The show ponies are usually gogogo. I have a friend who breeds Dartmoor ponies, and most of hers would fulfill both of your wishes. 
Since you live in PA, you might get on some Amish auction mailing lists.


----------



## Mulefeather (Feb 22, 2014)

Thanks Greentree! I'll look around and see if I can find anyone who specializes in Amish driving ponies. I don't live far from Lancaster, and did find a carriage shop in Narvon that specializes in miniatures. Perhaps I'll start my search there.


----------



## greentree (Feb 27, 2013)

If you are open to a horse, check out some Amish Morgans.
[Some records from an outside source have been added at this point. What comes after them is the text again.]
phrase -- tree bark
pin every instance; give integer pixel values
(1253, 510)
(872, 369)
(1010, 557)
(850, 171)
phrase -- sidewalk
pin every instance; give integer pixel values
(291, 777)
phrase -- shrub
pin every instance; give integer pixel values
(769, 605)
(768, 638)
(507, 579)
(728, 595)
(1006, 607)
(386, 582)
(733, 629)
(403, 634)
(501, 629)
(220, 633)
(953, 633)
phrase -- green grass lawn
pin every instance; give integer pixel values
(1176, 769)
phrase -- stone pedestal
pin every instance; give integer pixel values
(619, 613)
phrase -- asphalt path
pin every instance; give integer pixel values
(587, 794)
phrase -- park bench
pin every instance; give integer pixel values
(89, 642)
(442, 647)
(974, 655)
See if you can find one they may have done field work with, as well as go down the road.

I am not a fan of the way Amish train horses, but they USE them, so they have that advantage. They always need tuning, but they are not impossible. 
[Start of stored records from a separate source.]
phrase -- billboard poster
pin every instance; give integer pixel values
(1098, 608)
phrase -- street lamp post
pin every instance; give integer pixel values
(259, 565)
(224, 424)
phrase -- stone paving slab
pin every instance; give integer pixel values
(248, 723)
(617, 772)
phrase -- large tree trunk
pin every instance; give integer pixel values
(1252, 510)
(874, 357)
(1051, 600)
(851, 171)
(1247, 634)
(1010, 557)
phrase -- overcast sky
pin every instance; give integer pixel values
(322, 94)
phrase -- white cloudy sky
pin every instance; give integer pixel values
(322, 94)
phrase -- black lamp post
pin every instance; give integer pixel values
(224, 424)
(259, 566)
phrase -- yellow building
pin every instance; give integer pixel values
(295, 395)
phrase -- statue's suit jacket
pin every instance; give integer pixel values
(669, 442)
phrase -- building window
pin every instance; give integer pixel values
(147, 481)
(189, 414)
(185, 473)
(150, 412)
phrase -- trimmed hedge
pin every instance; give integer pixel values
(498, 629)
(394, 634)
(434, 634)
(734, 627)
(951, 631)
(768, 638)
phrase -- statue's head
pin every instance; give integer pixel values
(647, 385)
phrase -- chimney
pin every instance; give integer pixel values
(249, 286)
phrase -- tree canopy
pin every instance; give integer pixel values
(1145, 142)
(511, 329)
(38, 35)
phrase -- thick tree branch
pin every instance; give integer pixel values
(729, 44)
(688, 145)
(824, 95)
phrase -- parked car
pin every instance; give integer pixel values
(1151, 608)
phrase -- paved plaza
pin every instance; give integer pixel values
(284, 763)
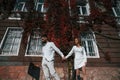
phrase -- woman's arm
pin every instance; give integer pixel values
(70, 53)
(84, 53)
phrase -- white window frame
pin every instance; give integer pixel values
(87, 6)
(23, 7)
(42, 8)
(8, 54)
(115, 13)
(95, 47)
(40, 55)
(17, 15)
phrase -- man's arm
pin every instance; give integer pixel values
(57, 50)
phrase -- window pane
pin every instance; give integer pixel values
(11, 42)
(84, 10)
(39, 7)
(87, 41)
(35, 45)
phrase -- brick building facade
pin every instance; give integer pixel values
(103, 48)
The best horse I have, while he will not win any classes at shows, is my Mennonite Morgan. He pulls anything, any weight, anytime. Gives me no lip, lol! 

If you go to a community, see a horse you like, ask around. The good thing with my Mennonite community is they have no phones, so you just show up on their doorstep, and it eliminates a lot of the " monkey business" that goes on with buying a horse....


----------



## greentree (Feb 27, 2013)

My friend's website in lonestardartmoors.com, so you can get a idea on a Dartmoor pony.


----------



## ChitChatChet (Sep 9, 2013)

I had a small standard donkey that had been trained by an old man that had NOTHING else to do apparently.

That donkey was bomb proof, loved to go and had no issues pulling to adults for miles.

He cost $300 dollars for a cart, harness, collectors packsaddle and of course the donkey.

The donkey, you could go a year+ of not driving and then harness him up and off you went thinking that the last drive had been the day before.

Had another donkey that had been given to me. He had no idea his age except OLD.

I harnessed him up one day and found out he knew all about driving when I saw him looking behind to make sure the sled missed the bridge railings. Hooked him up to a cart later and after a wonderful kick he hit a trot and thats the way he always pulled the cart.


----------